About the novel: Voices Under Berlin: The Tale of a Monterey Mary, is ostensibly set against the backdrop of Operation GOLD, the now famous Berlin Tunnel that ran almost 1500 feet under the border between the American and Russian sectors of Berlin to tap three subsurface telephone cables carrying Russian and East-German communications. The novel is now in its third edition.
The yarn is told from both ends of the tunnel. One end is the story of the Americans who worked the tunnel, and how they fought for a sense of purpose against boredom and the enemy both within and without. This side of the story is told with a pace and a black humor reminiscent of that used by Joseph Heller (Catch-22) and Richard Hooker (M*A*S*H*). The other end of the tunnel story is the Russians whose telephone calls the Americans are intercepting. Their side of the tale is told in the un-narrated transcripts of their calls. They are the voices under Berlin.
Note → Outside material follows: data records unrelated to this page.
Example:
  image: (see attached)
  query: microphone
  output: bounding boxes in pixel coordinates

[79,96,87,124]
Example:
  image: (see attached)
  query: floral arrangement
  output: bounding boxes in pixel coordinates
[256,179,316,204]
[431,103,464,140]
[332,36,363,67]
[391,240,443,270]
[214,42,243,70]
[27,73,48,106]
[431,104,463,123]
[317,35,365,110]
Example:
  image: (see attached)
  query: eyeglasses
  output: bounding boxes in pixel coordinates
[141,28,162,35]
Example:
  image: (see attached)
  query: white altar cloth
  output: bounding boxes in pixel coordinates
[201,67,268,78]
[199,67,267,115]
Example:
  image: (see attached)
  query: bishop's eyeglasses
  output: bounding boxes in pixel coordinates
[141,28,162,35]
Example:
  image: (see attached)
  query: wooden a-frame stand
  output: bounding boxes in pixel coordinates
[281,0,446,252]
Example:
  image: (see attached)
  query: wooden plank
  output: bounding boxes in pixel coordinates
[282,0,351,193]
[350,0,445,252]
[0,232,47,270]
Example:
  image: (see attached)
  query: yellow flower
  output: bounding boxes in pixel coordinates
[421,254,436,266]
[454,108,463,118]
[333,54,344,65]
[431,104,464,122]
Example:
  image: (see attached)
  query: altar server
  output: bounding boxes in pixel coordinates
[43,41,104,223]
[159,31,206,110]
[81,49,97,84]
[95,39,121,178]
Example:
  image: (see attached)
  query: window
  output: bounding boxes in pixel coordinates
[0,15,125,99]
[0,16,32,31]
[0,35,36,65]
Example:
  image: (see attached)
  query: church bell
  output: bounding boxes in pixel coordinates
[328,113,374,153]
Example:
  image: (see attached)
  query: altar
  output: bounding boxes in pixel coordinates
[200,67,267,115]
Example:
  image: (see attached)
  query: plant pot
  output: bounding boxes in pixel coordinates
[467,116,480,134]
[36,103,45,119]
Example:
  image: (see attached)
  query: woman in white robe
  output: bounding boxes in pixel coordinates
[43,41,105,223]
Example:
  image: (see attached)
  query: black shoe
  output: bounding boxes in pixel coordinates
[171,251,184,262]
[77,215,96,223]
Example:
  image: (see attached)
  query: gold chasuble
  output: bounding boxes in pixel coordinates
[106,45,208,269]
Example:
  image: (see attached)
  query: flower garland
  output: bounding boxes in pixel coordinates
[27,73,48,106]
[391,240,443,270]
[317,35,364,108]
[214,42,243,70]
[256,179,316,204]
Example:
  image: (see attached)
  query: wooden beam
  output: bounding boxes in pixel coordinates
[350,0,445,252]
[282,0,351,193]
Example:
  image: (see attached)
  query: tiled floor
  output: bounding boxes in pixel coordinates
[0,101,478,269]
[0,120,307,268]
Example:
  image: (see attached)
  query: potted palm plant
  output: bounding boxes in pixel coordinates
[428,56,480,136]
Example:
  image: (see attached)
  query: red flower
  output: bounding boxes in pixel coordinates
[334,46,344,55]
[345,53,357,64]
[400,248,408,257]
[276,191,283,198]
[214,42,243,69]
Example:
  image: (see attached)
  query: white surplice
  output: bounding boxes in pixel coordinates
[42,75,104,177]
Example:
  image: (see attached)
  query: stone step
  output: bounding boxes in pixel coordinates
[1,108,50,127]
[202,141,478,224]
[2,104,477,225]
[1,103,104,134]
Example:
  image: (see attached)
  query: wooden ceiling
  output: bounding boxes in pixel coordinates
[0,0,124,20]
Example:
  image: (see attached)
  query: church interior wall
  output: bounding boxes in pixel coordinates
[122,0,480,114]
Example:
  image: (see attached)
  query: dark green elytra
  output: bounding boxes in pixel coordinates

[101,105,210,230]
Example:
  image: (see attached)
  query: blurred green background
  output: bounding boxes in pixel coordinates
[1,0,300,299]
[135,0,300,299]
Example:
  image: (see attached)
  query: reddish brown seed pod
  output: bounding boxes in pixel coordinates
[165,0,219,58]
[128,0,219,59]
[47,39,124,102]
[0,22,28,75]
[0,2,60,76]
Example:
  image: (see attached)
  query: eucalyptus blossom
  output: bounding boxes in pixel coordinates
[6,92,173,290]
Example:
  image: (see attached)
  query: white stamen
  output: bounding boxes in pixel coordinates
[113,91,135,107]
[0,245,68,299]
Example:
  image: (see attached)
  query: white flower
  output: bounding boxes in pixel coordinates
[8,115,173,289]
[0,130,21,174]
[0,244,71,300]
The novel is part of the current wave of “insider” spy fiction that has begun to emerge in the twenty-first century. The author served at Field Station Berlin in the mid-1970s, after a tour at Herzo Base. He is a three-time graduate of the Defense Language Institute in Monterey, California, the alumni of which are called “Monterey Marys.”
This link will take you to my Blogcritics review of Voices Under Berlin.
There are a lot of illustrations in Voices Under Berlin. That’s very unusual for an “adult” novel. Why did you put in all the illustrations?
The answer is really part of a childhood memory of my mother reading me Alice in Wonderland. The first thing read in Alice’s voice is: “What’s the use of books without pictures or conversation?” I readily agreed with Alice, and took her words to heart.
There are both pictures and conversation in Voices Under Berlin. The pictures in Voices Under Berlin may not be as good as the ones I grew up with by Sir John Tenniel in Alice in Wonderland, or the ones by Frank Godwin in Treasure Island, but they do help to illustrate the lives of the people who populate what is a very ear-centric novel. Half of every chapter is nothing but conversation. Each chapter contains an unnarrated transcript of a telephone conversation between two Russians. The Russians are the voices under Berlin.
The lack of visual cues in the narrative is deliberate. Voices under Berlin is the story of someone who is very good at listening to conversations to which he is not a party, and making sense of them. The “aural” structure of the book is intended to push readers out of their “visual” comfort zone to give them a better feeling for what it is like to be ear-centric, because if you are going to understand what makes Kevin tick, you need to look at the world through his ears, not through his eyes.